歩く旅にハマったきっかけの一つをつづりたい。
大学生だった25年ほど前、川崎市で下宿していた。最寄り駅は私鉄・小田急線の新百合ケ丘駅。東京湾から内陸に20キロほど入った郊外都市だ。お金はないが時間だけはたっぷりある暮らしの中で、ひょんなことを考えた。
「駅前の道、ずっと歩いたらどこに行くんやろうなあ」
当時の新百合ケ丘は、近くに里山のような山林も残るほどよい田舎だった。幹線道路といっても片側1車線と狭かったものの、車の往来は激しく、大動脈にしっかりつながっていることを想像させた。その道が東西に延びており、どちらに向かうにしても面白いところに行き着くんだろうなあと思っていた。
ある週末の朝、特段の準備も下調べもなく、東に向かって歩き始めた。
狭い歩道のすぐそばを、乗用車やトラックがひっきりなしに走り抜ける。
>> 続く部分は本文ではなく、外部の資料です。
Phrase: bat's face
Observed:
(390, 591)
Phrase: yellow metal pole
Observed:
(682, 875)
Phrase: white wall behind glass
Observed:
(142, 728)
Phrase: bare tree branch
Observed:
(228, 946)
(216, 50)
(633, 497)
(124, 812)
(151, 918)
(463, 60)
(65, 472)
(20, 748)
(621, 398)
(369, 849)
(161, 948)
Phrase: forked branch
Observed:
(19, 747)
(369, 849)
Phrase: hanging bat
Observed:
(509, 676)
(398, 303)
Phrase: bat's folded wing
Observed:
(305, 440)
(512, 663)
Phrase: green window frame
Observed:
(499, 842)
時々ヒヤリとする。が、都会を感じてワクワクもする。どこかで多摩川の大橋を渡る。都心に近づいたのを感じる。道沿いに所々、うまそうなラーメン屋を見かける。が、立ち寄る金もなく、後ろ髪を引かれる思いで通り過ぎる。
やがて往来は渋滞に近い状態となる。太いコンクリートの柱に支えられた高速道路が、いつしか頭上を走っている。首都高だろうか。いよいよ東京のど真ん中。JRの高架をくぐる。電車がひっきりなしに行き交っている。ここは渋谷だと、方向音痴の自分でも気付く。そのまま、やや上り坂に感じる大通りを進む。
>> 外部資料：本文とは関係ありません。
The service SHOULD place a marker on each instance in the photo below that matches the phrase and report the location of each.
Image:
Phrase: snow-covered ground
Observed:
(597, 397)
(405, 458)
スマホが登場する前の時代で、地図も見ておらず、本当にどこをたどっているのか分からなかった。都心のビルディングを両サイドに見上げ、黙々と右脚左脚を繰り返していると、さすがに疲れてきた。
と、どのタイミングだったか、視界が開けた。立派な堀が現れた。壮観な光景は、それまでも何度か眺めていたはずだが、あらためて胸を打った。
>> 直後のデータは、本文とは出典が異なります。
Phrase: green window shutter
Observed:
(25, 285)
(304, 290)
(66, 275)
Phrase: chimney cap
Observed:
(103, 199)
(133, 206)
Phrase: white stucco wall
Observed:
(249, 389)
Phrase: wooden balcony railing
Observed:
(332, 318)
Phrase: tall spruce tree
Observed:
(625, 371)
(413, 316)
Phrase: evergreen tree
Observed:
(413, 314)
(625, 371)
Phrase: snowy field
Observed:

城門に突き当たり、ようやく旅を終えることになった。大きな大きな石垣が印象的な国の重要文化財、桜田門だ。
半日、ひたすら歩いてきて、次の言葉が自然と湧いた。
「すべての道は、皇居(江戸城)に通ず」
侍の時代に築かれたお城を中心に、道路が放射状に広がっているのを全身で感じた。下宿先を何も考えず歩き出して、結果的に25キロほど東に進んで、日本で一番大きなお城にぶち当たったときの驚きと感動は、表現しがたい。古代ローマにも劣らないかもしれない、壮大なスケールに脱帽した。
道をたどることの面白さを、覚えた。
さて、ここでそのまま帰路に就いておけば締まりがよかったのだが、私は名残惜しくてもう少しだけ歩きたくなった。「帰り道も、ちょびっと・・」
というのも、今度は反対方向にまた真っすぐ歩いていけば下宿先にたどり着くだろうと考えたからだ。
これが誤算だった。放射状に延びる道は、離れるほど細かく分かれていき、程なく知らない道に迷い込んでしまった。
乗り慣れた小田急線ではない、見知らぬ駅のそばまで通りかかったところでギブアップした。「一体ここは、どこだろう?」。既に日もとっぷり暮れており、ものすごく心細くなったのを覚えている。
行きはよいよい、帰りは怖い。都から離れていくときは迷子になるかもしれないので、ご注意を。